An army commander in the northeast has been captured on camera helping out one of the Dapchi girls released by Boko Haram.
Following the release of over 100 abducted Dapchi girls an army commander has been spotted helping the girls.
In a quite emotional shot, the Commander of Operation Lafiya Dole, Maj.-Gen. Rogers Nicholas was spotted carrying one of the abducted Dapchi schoolgirls who were released by Boko Haram terrorists during official hand over by the Nigeria Army in Maiduguri on Wednesday.
One of the Dapchi schoolgirls freed by Boko Haram on Wednesday, Khadija Grema, provided a detailed account of their journey after Boko Haram insurgents abducted them on February 19.
About 110 girls were kidnapped from their secondary school in Dapchi, Yobe State.
A total of 105 of them were freed on Wednesday morning by the insurgents who dropped them off in Dapchi without any resistant or confrontation by soldiers.
Clad in hijab (overall gown) that was uniformly sewn for all the girls by the Boko Haram, she said their journey to captivity was a harrowing experience that caused the death of some of her school mates.
“We were at the school, about to break our usual Monday voluntary fast, when the gunmen arrived.
“Everyone was confused and people were screaming; one of them said we should come close to him.
“They were shooting and everyone was confused. So we ran towards the school gate,” she said in Dapchi on Wednesday.
“When we got there, they called on one Babangida to bring vehicles.
“They brought the vehicles and began to drive us away. Outside Dapchi, they asked that who amongst us were fasting.
“And some of us that were fasting were asked to come down from the vehicle. They gave us Maltina, meat, groundnut cake and pure water.
“We had our prayers after breaking the fast.
“Then we continued our journey until we got to a place with a big tree, they stopped and we were asked to cook food, it was dark, so they put on lamps.
“After eating, then we continued the journey for a long time until we got to a place where there is river, we came down from the trucks and they asked us to enter some canoes that took us across the river.
“Across the river, they took us to a house in one village that I don’t know; we stayed there for sometime.

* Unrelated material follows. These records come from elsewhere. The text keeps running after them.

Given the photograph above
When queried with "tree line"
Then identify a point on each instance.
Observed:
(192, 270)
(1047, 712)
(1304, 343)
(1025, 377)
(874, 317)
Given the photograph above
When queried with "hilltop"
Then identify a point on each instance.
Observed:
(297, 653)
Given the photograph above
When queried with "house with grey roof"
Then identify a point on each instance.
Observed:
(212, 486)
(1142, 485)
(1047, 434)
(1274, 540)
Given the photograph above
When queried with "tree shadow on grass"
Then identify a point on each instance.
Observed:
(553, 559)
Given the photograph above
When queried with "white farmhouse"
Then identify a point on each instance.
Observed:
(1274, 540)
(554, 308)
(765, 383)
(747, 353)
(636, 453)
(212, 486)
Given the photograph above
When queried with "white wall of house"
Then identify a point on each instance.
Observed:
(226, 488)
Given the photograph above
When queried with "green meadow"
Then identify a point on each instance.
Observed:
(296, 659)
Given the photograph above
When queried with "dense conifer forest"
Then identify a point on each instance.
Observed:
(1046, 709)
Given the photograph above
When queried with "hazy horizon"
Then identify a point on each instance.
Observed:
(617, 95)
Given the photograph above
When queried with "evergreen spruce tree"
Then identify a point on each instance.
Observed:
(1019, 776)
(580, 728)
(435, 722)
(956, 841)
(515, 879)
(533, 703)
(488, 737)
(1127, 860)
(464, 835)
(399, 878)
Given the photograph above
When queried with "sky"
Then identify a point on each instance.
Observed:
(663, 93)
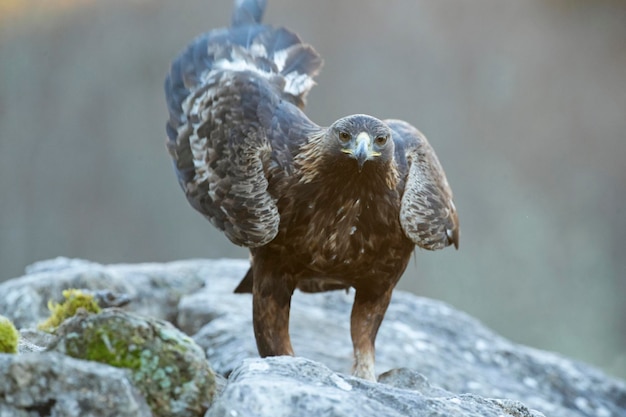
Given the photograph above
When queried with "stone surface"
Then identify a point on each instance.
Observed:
(433, 359)
(168, 368)
(451, 349)
(154, 290)
(286, 386)
(51, 384)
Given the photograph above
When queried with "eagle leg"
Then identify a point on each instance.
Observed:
(271, 302)
(367, 314)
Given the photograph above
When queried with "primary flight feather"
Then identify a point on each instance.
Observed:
(320, 208)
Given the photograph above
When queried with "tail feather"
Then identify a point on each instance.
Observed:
(248, 12)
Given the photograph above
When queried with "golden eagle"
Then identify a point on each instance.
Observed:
(320, 208)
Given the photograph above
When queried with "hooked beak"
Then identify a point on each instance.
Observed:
(362, 150)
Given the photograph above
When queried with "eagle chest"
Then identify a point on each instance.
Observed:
(339, 231)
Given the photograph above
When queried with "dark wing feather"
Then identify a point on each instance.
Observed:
(427, 212)
(233, 126)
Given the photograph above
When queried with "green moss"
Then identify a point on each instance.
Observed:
(9, 336)
(164, 364)
(74, 300)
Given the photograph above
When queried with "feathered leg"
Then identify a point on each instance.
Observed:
(271, 301)
(367, 314)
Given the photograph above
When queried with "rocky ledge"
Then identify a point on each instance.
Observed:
(175, 341)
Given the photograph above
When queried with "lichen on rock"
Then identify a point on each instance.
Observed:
(75, 300)
(163, 363)
(9, 336)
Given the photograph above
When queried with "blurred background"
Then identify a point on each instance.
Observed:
(524, 102)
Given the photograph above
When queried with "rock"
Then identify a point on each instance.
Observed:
(286, 386)
(165, 364)
(452, 350)
(431, 356)
(154, 290)
(51, 384)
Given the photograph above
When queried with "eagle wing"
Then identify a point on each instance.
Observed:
(234, 98)
(427, 213)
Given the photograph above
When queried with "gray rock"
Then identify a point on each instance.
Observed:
(152, 290)
(286, 386)
(51, 384)
(433, 357)
(164, 364)
(452, 350)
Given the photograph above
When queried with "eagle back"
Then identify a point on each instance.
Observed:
(234, 98)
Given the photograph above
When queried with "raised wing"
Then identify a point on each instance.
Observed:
(233, 97)
(427, 213)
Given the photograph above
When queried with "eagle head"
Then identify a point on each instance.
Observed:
(362, 138)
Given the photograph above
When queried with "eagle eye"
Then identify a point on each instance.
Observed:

“The next day, they came to ask us to come out and we were taken to the river and continued the journey until we got to where a thick forest area.

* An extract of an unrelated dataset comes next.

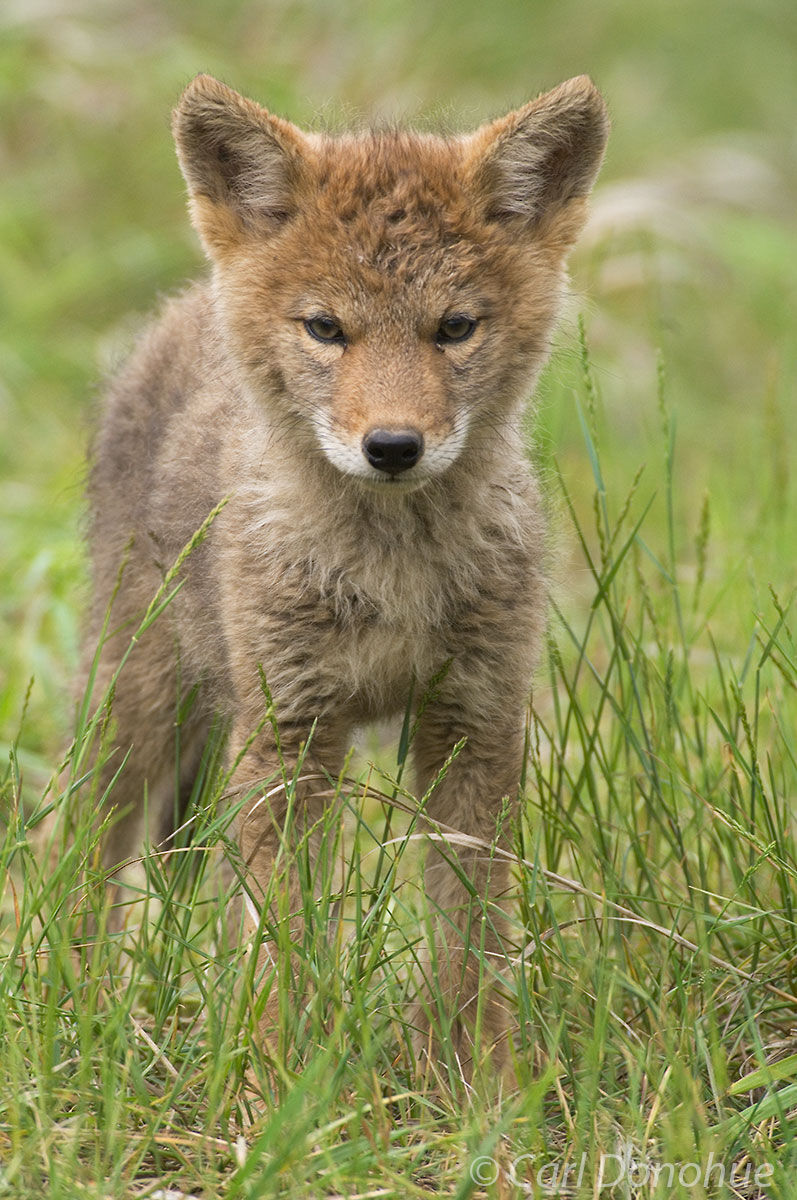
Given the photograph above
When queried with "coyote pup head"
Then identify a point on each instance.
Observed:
(390, 294)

“That was where they kept us; and they have not changed our location since then.
“They have been feeding us very well, they treated us very well. They did not beat us; they did not molest us.
“The people that took us away were all speaking Kanuri and Arabic.

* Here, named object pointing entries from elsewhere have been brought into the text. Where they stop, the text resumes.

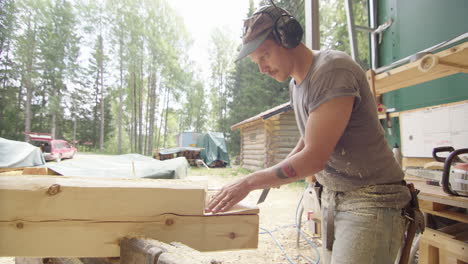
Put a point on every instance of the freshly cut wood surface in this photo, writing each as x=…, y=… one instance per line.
x=47, y=216
x=75, y=238
x=450, y=61
x=49, y=198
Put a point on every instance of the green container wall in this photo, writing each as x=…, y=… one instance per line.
x=417, y=25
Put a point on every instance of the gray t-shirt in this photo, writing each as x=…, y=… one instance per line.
x=361, y=157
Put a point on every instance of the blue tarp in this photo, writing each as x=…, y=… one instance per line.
x=128, y=166
x=16, y=154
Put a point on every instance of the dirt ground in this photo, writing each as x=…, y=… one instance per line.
x=277, y=214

“They didn’t tell us any meaningful reason why we were freed and returned.
“They just said we are Muslims and they felt it was right for them to free us so that we will not suffer.”
She said some of the girls, apparently the very young ones, who were trampled upon while they were packed in the vehicles that took them out of Dapchi, died on the way.
“Five girls died while we were on the way to the bush; most of them died because they were trampled upon inside the vehicles,” Khadija said.
She added that their abductors did not molest them sexually.
“They did not molest or sexually harass us,” she said. “They even said it was wrong for women and men to sit in the same place.”